In situations where a Registered Healer becomes aware that such a child has not previously been referred for treatment to a medical doctor, then the healer is required by their code of conduct to obtain the signature from the parent or guardian to a statement that they have been warned that they are required by law to consult a doctor concerning the health of their child. Healing should not be given if such a declaration is not signed.

In addition, the Registered Healer has a responsibility to notify the child’s doctor or the appropriate social services department, if they suspect the child is suffering from any form of harm, be it emotional or physical. The healer has the right to refuse healing to any child under 18 years where they are not satisfied that their parent or guardian is fully cooperating in trying to obtain medical treatment as defined in law for the well-being of their child.

Dozing infant

Babies can be very receptive
to healing energy

Giving healing to animals

It has already been established above that there are strict laws governing the giving of Spiritual Healing (and other complementary treatments) to children under 18 years of age. The law relating to the giving of similar treatments to animals is in fact, even stricter and enshrined in The Veterinary Surgeons Act 1966. This act prohibits anyone other than a registered veterinary surgeon from carrying out treatment on animals. This includes diagnosis of injuries and ailments including any associated diagnostic tests and treatment and advice based on that diagnosis.
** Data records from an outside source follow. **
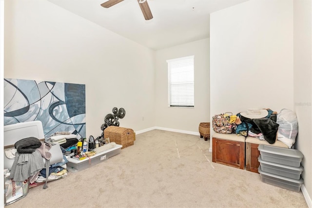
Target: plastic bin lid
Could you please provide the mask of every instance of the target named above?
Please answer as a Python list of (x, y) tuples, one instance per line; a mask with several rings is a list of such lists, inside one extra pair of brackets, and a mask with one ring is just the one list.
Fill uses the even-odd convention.
[(284, 181), (288, 181), (289, 182), (294, 183), (295, 184), (303, 184), (303, 179), (301, 177), (300, 179), (295, 180), (295, 179), (292, 179), (289, 178), (286, 178), (286, 177), (280, 176), (279, 175), (274, 175), (273, 174), (267, 173), (266, 172), (264, 172), (261, 170), (261, 165), (259, 165), (259, 167), (258, 167), (258, 172), (259, 172), (259, 173), (260, 173), (261, 175), (263, 175), (269, 176), (272, 178), (275, 178), (277, 179), (283, 180)]
[(284, 165), (278, 164), (277, 163), (271, 163), (270, 162), (265, 161), (264, 160), (262, 160), (261, 155), (259, 155), (259, 157), (258, 157), (258, 161), (259, 161), (260, 164), (263, 164), (266, 165), (269, 165), (274, 166), (275, 167), (287, 168), (290, 170), (295, 170), (298, 171), (302, 172), (303, 171), (303, 166), (301, 165), (301, 164), (300, 164), (300, 167), (293, 167), (292, 166), (285, 166)]
[(263, 152), (278, 155), (292, 157), (295, 158), (303, 158), (303, 155), (301, 152), (297, 149), (259, 145), (258, 146), (258, 150), (260, 151), (260, 154), (261, 152)]

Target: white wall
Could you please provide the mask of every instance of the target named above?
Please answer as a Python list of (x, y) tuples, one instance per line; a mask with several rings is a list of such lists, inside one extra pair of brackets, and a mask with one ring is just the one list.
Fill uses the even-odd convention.
[[(300, 21), (307, 21), (305, 16), (294, 22), (297, 3), (292, 0), (250, 0), (211, 15), (210, 111), (211, 117), (255, 107), (278, 112), (282, 108), (295, 110), (299, 122), (296, 146), (307, 157), (303, 187), (306, 186), (305, 193), (311, 198), (311, 6), (302, 3), (306, 3), (303, 7), (308, 5), (310, 19), (297, 28)], [(295, 15), (303, 9), (298, 9)], [(307, 30), (308, 34), (294, 39), (294, 33), (299, 35)], [(306, 52), (308, 57), (303, 64), (308, 66), (301, 68), (296, 59)], [(224, 75), (232, 78), (228, 84), (220, 84)], [(309, 107), (295, 106), (309, 102)]]
[(211, 118), (293, 109), (292, 0), (250, 0), (210, 20)]
[[(195, 107), (168, 105), (166, 60), (194, 55)], [(209, 39), (191, 42), (156, 52), (156, 125), (198, 133), (201, 122), (209, 122)]]
[[(299, 122), (295, 144), (304, 154), (304, 187), (312, 196), (312, 1), (293, 1), (293, 79), (294, 110)], [(309, 207), (312, 207), (310, 197)]]
[(46, 0), (5, 10), (4, 78), (85, 84), (88, 137), (114, 107), (126, 110), (120, 126), (155, 126), (153, 51)]

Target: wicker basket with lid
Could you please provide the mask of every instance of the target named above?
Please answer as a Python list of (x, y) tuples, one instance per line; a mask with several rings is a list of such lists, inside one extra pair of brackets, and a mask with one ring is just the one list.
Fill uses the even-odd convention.
[(109, 138), (110, 142), (122, 146), (121, 149), (134, 144), (136, 134), (131, 128), (111, 125), (104, 130), (104, 136)]
[(205, 141), (207, 141), (210, 137), (210, 123), (201, 123), (198, 128), (200, 138), (204, 137)]

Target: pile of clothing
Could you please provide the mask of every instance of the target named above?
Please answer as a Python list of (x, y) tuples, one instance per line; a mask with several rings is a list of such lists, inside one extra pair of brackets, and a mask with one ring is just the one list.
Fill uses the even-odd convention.
[(279, 125), (276, 123), (277, 113), (271, 109), (249, 109), (237, 114), (236, 133), (257, 137), (273, 144)]
[(279, 113), (270, 108), (249, 109), (237, 114), (235, 133), (256, 137), (269, 144), (279, 140), (291, 148), (298, 133), (298, 120), (294, 112), (282, 109)]
[[(62, 160), (58, 159), (61, 162), (50, 166), (49, 161), (52, 155), (49, 150), (53, 145), (46, 142), (40, 142), (38, 138), (32, 137), (17, 142), (14, 145), (15, 148), (5, 151), (7, 158), (14, 159), (10, 178), (15, 181), (24, 181), (29, 179), (32, 184), (37, 182), (38, 178), (46, 178), (45, 173), (48, 167), (49, 175), (52, 173), (61, 175), (62, 177), (66, 176), (66, 164), (68, 161), (61, 153), (59, 153), (61, 155), (58, 155), (62, 157)], [(60, 146), (58, 146), (60, 148)], [(61, 150), (59, 149), (58, 152)]]

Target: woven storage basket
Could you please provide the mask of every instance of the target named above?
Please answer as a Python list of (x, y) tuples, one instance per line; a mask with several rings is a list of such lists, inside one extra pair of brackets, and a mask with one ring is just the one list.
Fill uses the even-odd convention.
[(204, 137), (205, 141), (207, 141), (208, 138), (210, 137), (210, 123), (201, 123), (198, 128), (200, 138)]
[(136, 134), (131, 128), (111, 125), (104, 129), (104, 137), (111, 142), (122, 146), (121, 149), (133, 145)]

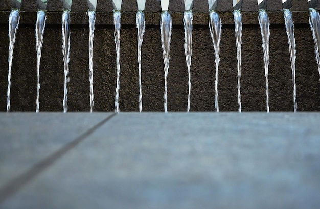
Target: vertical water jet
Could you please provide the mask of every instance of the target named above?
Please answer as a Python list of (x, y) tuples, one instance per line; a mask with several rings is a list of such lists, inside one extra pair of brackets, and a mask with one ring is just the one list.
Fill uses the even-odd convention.
[(97, 0), (88, 0), (88, 16), (89, 16), (89, 81), (90, 82), (90, 112), (94, 111), (94, 67), (93, 50), (95, 24), (96, 22), (96, 9)]
[(39, 90), (40, 90), (40, 62), (43, 42), (43, 34), (45, 29), (47, 15), (44, 10), (38, 10), (37, 13), (36, 22), (36, 43), (37, 48), (37, 99), (36, 101), (36, 112), (38, 113), (40, 109)]
[(266, 11), (266, 0), (258, 0), (259, 7), (259, 24), (262, 37), (262, 49), (264, 62), (264, 75), (266, 78), (266, 95), (267, 112), (270, 111), (269, 107), (269, 86), (268, 74), (269, 71), (269, 48), (270, 39), (270, 21)]
[(137, 0), (138, 11), (135, 15), (136, 29), (138, 31), (137, 42), (138, 60), (138, 71), (139, 74), (139, 112), (142, 111), (142, 85), (141, 79), (141, 47), (143, 42), (143, 35), (146, 28), (146, 19), (145, 18), (145, 6), (146, 0)]
[(187, 112), (190, 110), (190, 96), (191, 94), (191, 57), (192, 55), (192, 21), (193, 13), (192, 12), (192, 1), (185, 0), (184, 13), (184, 25), (185, 27), (185, 55), (188, 67), (188, 91)]
[(11, 86), (11, 68), (13, 59), (13, 49), (17, 30), (20, 21), (20, 11), (13, 9), (9, 17), (9, 63), (8, 73), (8, 91), (7, 92), (7, 112), (10, 111), (10, 89)]
[(161, 8), (162, 12), (161, 12), (161, 20), (160, 21), (160, 31), (161, 33), (161, 46), (162, 47), (164, 63), (165, 93), (164, 94), (164, 109), (166, 113), (168, 112), (167, 79), (170, 58), (170, 42), (171, 40), (171, 28), (172, 28), (172, 20), (171, 14), (168, 11), (168, 7), (169, 0), (162, 0)]
[(293, 87), (293, 111), (297, 111), (298, 104), (296, 100), (296, 87), (295, 84), (295, 59), (296, 51), (295, 50), (295, 39), (294, 38), (294, 24), (292, 18), (292, 13), (290, 10), (291, 2), (290, 0), (282, 0), (283, 5), (283, 15), (285, 19), (288, 43), (289, 44), (289, 51), (290, 53), (290, 60), (292, 76), (292, 86)]
[(237, 46), (237, 71), (238, 71), (238, 103), (239, 112), (241, 112), (241, 45), (242, 44), (242, 16), (241, 14), (242, 0), (233, 0), (233, 16), (235, 21), (236, 44)]
[(215, 108), (219, 112), (219, 94), (218, 93), (218, 76), (219, 63), (220, 62), (220, 42), (221, 37), (221, 20), (219, 14), (216, 11), (217, 9), (217, 0), (209, 0), (209, 29), (213, 48), (215, 50), (215, 63), (216, 64), (216, 73), (215, 81)]

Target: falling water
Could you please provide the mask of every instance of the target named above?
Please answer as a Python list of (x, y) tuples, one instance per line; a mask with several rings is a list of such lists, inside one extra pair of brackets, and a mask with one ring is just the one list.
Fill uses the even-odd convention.
[(309, 22), (312, 31), (314, 40), (314, 51), (318, 63), (318, 71), (320, 75), (320, 15), (314, 9), (309, 9)]
[(237, 58), (238, 59), (238, 103), (239, 112), (241, 112), (241, 95), (240, 93), (240, 80), (241, 79), (241, 44), (242, 43), (242, 17), (240, 10), (234, 10), (233, 17), (235, 20), (236, 43), (237, 45)]
[(211, 34), (211, 38), (215, 50), (216, 63), (216, 81), (215, 82), (215, 108), (217, 112), (219, 112), (219, 96), (218, 94), (218, 70), (220, 62), (220, 41), (221, 37), (221, 20), (217, 13), (211, 10), (209, 13), (209, 29)]
[(262, 48), (264, 61), (264, 74), (266, 78), (266, 94), (267, 96), (267, 112), (269, 112), (269, 87), (268, 85), (268, 71), (269, 70), (269, 41), (270, 37), (270, 21), (268, 14), (265, 10), (259, 10), (259, 23), (262, 36)]
[(64, 64), (64, 94), (63, 96), (63, 112), (66, 113), (68, 104), (68, 89), (67, 83), (69, 81), (69, 57), (70, 52), (70, 10), (65, 10), (62, 14), (62, 53)]
[(119, 10), (113, 12), (113, 23), (115, 24), (115, 43), (117, 53), (117, 83), (116, 84), (116, 93), (115, 94), (115, 111), (119, 113), (119, 91), (120, 90), (120, 19), (121, 13)]
[(10, 110), (10, 88), (11, 86), (11, 67), (13, 58), (13, 48), (15, 34), (19, 27), (20, 13), (19, 10), (13, 9), (9, 17), (9, 69), (8, 73), (8, 91), (7, 92), (7, 112)]
[(95, 35), (95, 23), (96, 22), (96, 11), (89, 10), (89, 68), (90, 80), (90, 112), (94, 110), (94, 69), (93, 69), (93, 49), (94, 49), (94, 36)]
[(146, 20), (143, 11), (138, 11), (136, 15), (136, 29), (138, 29), (138, 59), (139, 71), (139, 111), (142, 111), (142, 86), (141, 81), (141, 46), (145, 33)]
[(36, 42), (37, 46), (37, 100), (36, 112), (39, 112), (40, 109), (39, 94), (40, 90), (40, 61), (41, 60), (41, 54), (42, 48), (42, 43), (43, 41), (43, 34), (44, 29), (45, 28), (45, 20), (47, 16), (45, 11), (39, 10), (37, 13), (37, 21), (36, 22)]
[(296, 57), (295, 51), (295, 39), (294, 39), (294, 30), (292, 14), (288, 9), (283, 9), (287, 35), (288, 35), (288, 42), (289, 43), (289, 50), (290, 51), (290, 59), (291, 60), (291, 67), (292, 73), (292, 84), (293, 86), (293, 103), (294, 111), (296, 112), (296, 90), (295, 86), (295, 58)]
[(167, 11), (163, 11), (161, 13), (161, 21), (160, 22), (160, 30), (161, 31), (161, 45), (164, 57), (165, 67), (165, 93), (164, 98), (165, 99), (164, 109), (165, 112), (168, 112), (167, 107), (167, 78), (169, 71), (169, 62), (170, 60), (170, 41), (171, 39), (171, 28), (172, 21), (171, 15)]
[(185, 54), (188, 67), (189, 91), (188, 93), (188, 107), (187, 111), (190, 110), (190, 95), (191, 94), (191, 56), (192, 54), (192, 21), (193, 13), (192, 11), (186, 11), (184, 14), (184, 24), (185, 25)]

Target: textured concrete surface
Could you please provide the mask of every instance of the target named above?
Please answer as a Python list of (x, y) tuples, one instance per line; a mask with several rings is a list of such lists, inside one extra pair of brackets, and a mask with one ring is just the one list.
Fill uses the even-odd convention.
[[(8, 85), (8, 1), (0, 4), (0, 110), (5, 111)], [(132, 1), (131, 1), (132, 2)], [(124, 1), (120, 49), (120, 110), (138, 111), (139, 85), (136, 56), (135, 3)], [(134, 1), (133, 1), (135, 2)], [(320, 83), (315, 58), (314, 42), (308, 23), (307, 1), (293, 2), (296, 23), (296, 84), (299, 111), (320, 110)], [(71, 40), (68, 83), (68, 110), (89, 110), (88, 27), (86, 1), (75, 1), (71, 13)], [(170, 2), (173, 27), (168, 74), (168, 109), (187, 110), (188, 72), (186, 64), (182, 1)], [(265, 79), (263, 53), (256, 1), (243, 1), (244, 25), (242, 50), (241, 93), (244, 111), (265, 111)], [(293, 110), (292, 87), (287, 38), (281, 11), (281, 1), (268, 8), (271, 25), (269, 87), (271, 111)], [(280, 4), (279, 4), (280, 3)], [(10, 4), (10, 2), (9, 2)], [(223, 23), (218, 91), (222, 111), (238, 109), (237, 59), (231, 1), (218, 2)], [(230, 6), (231, 9), (230, 9)], [(111, 9), (110, 9), (111, 7)], [(142, 88), (144, 107), (147, 111), (163, 110), (163, 60), (157, 0), (147, 1), (147, 28), (142, 45)], [(214, 110), (214, 51), (208, 26), (208, 4), (196, 1), (191, 66), (191, 110)], [(24, 9), (25, 8), (25, 9)], [(48, 1), (40, 67), (40, 111), (61, 111), (63, 97), (63, 63), (61, 53), (60, 0)], [(11, 110), (34, 111), (36, 97), (35, 2), (21, 5), (20, 25), (14, 51), (11, 86)], [(5, 11), (4, 11), (5, 10)], [(98, 1), (94, 46), (95, 111), (112, 111), (116, 82), (115, 47), (111, 1)]]
[(0, 208), (317, 208), (319, 122), (316, 113), (120, 113)]
[(110, 114), (0, 114), (0, 188)]

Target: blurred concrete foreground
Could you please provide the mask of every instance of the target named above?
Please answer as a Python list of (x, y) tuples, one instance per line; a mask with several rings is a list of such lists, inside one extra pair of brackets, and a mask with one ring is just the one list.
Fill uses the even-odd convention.
[(0, 113), (1, 208), (316, 208), (318, 113)]

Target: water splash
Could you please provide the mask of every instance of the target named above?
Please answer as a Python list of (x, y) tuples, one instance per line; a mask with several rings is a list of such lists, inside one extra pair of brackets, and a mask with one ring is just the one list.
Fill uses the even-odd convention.
[(237, 58), (238, 59), (238, 103), (239, 112), (241, 112), (241, 94), (240, 93), (241, 79), (241, 45), (242, 44), (242, 16), (240, 10), (234, 10), (233, 17), (235, 21), (236, 32), (236, 44), (237, 45)]
[(221, 20), (219, 14), (213, 10), (209, 13), (209, 29), (211, 34), (211, 39), (215, 50), (215, 62), (216, 63), (216, 81), (215, 82), (215, 108), (219, 112), (219, 95), (218, 94), (218, 71), (220, 62), (220, 41), (221, 37)]
[(142, 111), (142, 85), (141, 84), (141, 46), (143, 42), (143, 34), (146, 28), (146, 20), (143, 11), (138, 11), (135, 16), (138, 30), (138, 59), (139, 71), (139, 111)]
[(165, 93), (164, 98), (165, 103), (164, 105), (165, 112), (168, 112), (167, 107), (167, 78), (169, 71), (169, 62), (170, 59), (170, 41), (171, 40), (171, 28), (172, 27), (172, 20), (171, 15), (167, 11), (163, 11), (161, 13), (161, 21), (160, 22), (160, 30), (161, 32), (161, 45), (163, 54), (163, 59), (165, 66)]
[(113, 11), (113, 23), (115, 24), (115, 43), (117, 53), (117, 83), (115, 94), (115, 111), (118, 113), (119, 110), (119, 91), (120, 90), (120, 20), (121, 12), (119, 10)]
[(283, 9), (283, 15), (284, 16), (287, 35), (288, 36), (288, 42), (289, 43), (289, 51), (290, 52), (290, 60), (291, 61), (291, 68), (292, 74), (292, 84), (293, 86), (293, 103), (294, 111), (297, 110), (296, 102), (296, 89), (295, 85), (295, 58), (296, 53), (295, 51), (295, 39), (294, 38), (294, 30), (293, 20), (292, 19), (292, 13), (289, 9)]
[(190, 110), (190, 96), (191, 94), (191, 56), (192, 55), (192, 21), (193, 20), (193, 13), (189, 10), (184, 14), (184, 25), (185, 25), (185, 55), (186, 61), (188, 67), (188, 105), (187, 112)]
[(37, 47), (37, 99), (36, 112), (39, 112), (40, 109), (39, 94), (40, 90), (40, 62), (43, 42), (43, 34), (45, 28), (47, 15), (44, 10), (39, 10), (37, 13), (37, 21), (36, 22), (36, 43)]
[(314, 51), (320, 76), (320, 15), (316, 9), (312, 8), (309, 9), (309, 22), (314, 40)]
[(68, 89), (67, 84), (69, 82), (69, 60), (70, 56), (70, 10), (65, 10), (62, 14), (62, 53), (64, 64), (64, 91), (63, 95), (63, 112), (66, 113), (68, 105)]
[(13, 48), (15, 41), (15, 34), (19, 27), (20, 12), (19, 10), (13, 9), (9, 17), (9, 63), (8, 73), (8, 91), (7, 92), (7, 112), (10, 111), (10, 88), (11, 87), (11, 68), (13, 58)]
[(264, 75), (266, 78), (266, 94), (267, 112), (270, 111), (269, 107), (269, 87), (268, 84), (268, 72), (269, 71), (269, 46), (270, 37), (270, 21), (268, 14), (265, 10), (259, 10), (259, 24), (260, 25), (262, 36), (262, 49), (263, 49), (263, 60), (264, 61)]
[(90, 112), (94, 111), (94, 69), (93, 69), (93, 50), (94, 36), (95, 35), (95, 23), (96, 22), (96, 11), (88, 11), (89, 16), (89, 80), (90, 81)]

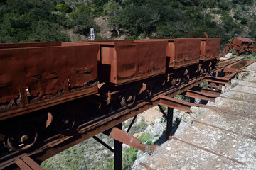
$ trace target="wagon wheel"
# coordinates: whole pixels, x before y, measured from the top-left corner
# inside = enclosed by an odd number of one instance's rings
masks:
[[[178,86],[181,82],[181,76],[179,74],[175,74],[174,78],[171,80],[171,84],[173,86]]]
[[[14,128],[5,135],[4,142],[8,148],[24,151],[31,148],[38,139],[38,129],[33,125],[23,125]]]
[[[188,84],[189,81],[189,77],[190,77],[190,72],[188,69],[185,70],[183,76],[183,81],[186,83]]]
[[[55,129],[59,133],[67,134],[73,130],[75,123],[75,114],[70,110],[66,110],[58,115],[55,122]]]
[[[146,101],[149,101],[152,98],[153,94],[152,94],[153,88],[151,86],[146,86],[146,90],[143,91],[143,97],[144,100]]]
[[[137,93],[134,90],[129,90],[124,92],[124,94],[121,96],[120,104],[122,106],[132,108],[135,104],[136,96]]]

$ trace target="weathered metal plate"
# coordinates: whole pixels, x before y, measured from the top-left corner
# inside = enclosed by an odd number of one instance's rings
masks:
[[[100,45],[100,81],[117,86],[164,74],[166,41],[77,42]]]
[[[201,60],[203,61],[217,58],[220,54],[220,38],[202,38]]]
[[[98,46],[46,44],[0,50],[0,112],[97,92]]]

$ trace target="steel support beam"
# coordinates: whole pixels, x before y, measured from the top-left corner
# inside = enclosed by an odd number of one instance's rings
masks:
[[[122,123],[114,128],[122,130]],[[122,170],[122,144],[121,142],[114,140],[114,170]]]
[[[168,140],[169,136],[172,136],[172,123],[174,117],[174,108],[168,108],[167,110],[167,127],[166,127],[166,137]]]

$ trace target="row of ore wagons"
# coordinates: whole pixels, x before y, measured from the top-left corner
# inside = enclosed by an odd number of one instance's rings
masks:
[[[220,44],[220,38],[0,44],[0,120],[95,94],[99,82],[118,87],[165,74],[166,67],[213,60]]]

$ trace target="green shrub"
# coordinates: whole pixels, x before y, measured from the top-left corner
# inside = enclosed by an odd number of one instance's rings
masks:
[[[72,8],[70,6],[65,4],[60,4],[56,6],[56,9],[60,12],[63,13],[70,13],[72,12]]]

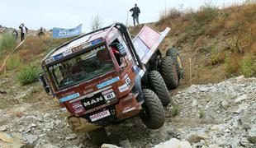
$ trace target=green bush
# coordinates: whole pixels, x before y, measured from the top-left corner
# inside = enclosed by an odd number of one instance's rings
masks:
[[[13,70],[17,68],[21,64],[21,58],[17,56],[11,56],[7,62],[7,69]]]
[[[25,86],[36,81],[39,73],[40,68],[38,67],[26,66],[18,73],[17,79],[22,86]]]
[[[216,49],[214,47],[211,48],[210,58],[211,58],[211,65],[216,65],[218,63],[219,58],[220,58],[219,53],[216,50]]]
[[[205,23],[212,21],[218,16],[218,7],[211,4],[205,4],[201,11],[195,15],[197,23]]]
[[[244,58],[241,62],[240,74],[244,75],[245,77],[252,76],[256,71],[255,67],[256,66],[254,65],[254,60],[251,58]]]
[[[7,50],[12,49],[16,46],[15,37],[9,33],[2,34],[0,37],[0,58]]]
The Royal College of Veterinary Surgeons (RCVS) does however allow Contact (and Distant) Healing as being permitted under the terms of the above act. Such permission is only given to bona fide healers operating to a strict code of conduct. The Healer must establish that the owner of the animal has sought veterinary attention for the animal.

Unless this assurance can be given, the Healer is not permitted by law to perform Spiritual Healing. The veterinary surgeon remains in charge of the case at all times and the healer must never countermand any treatment that the veterinary surgeon has prescribed.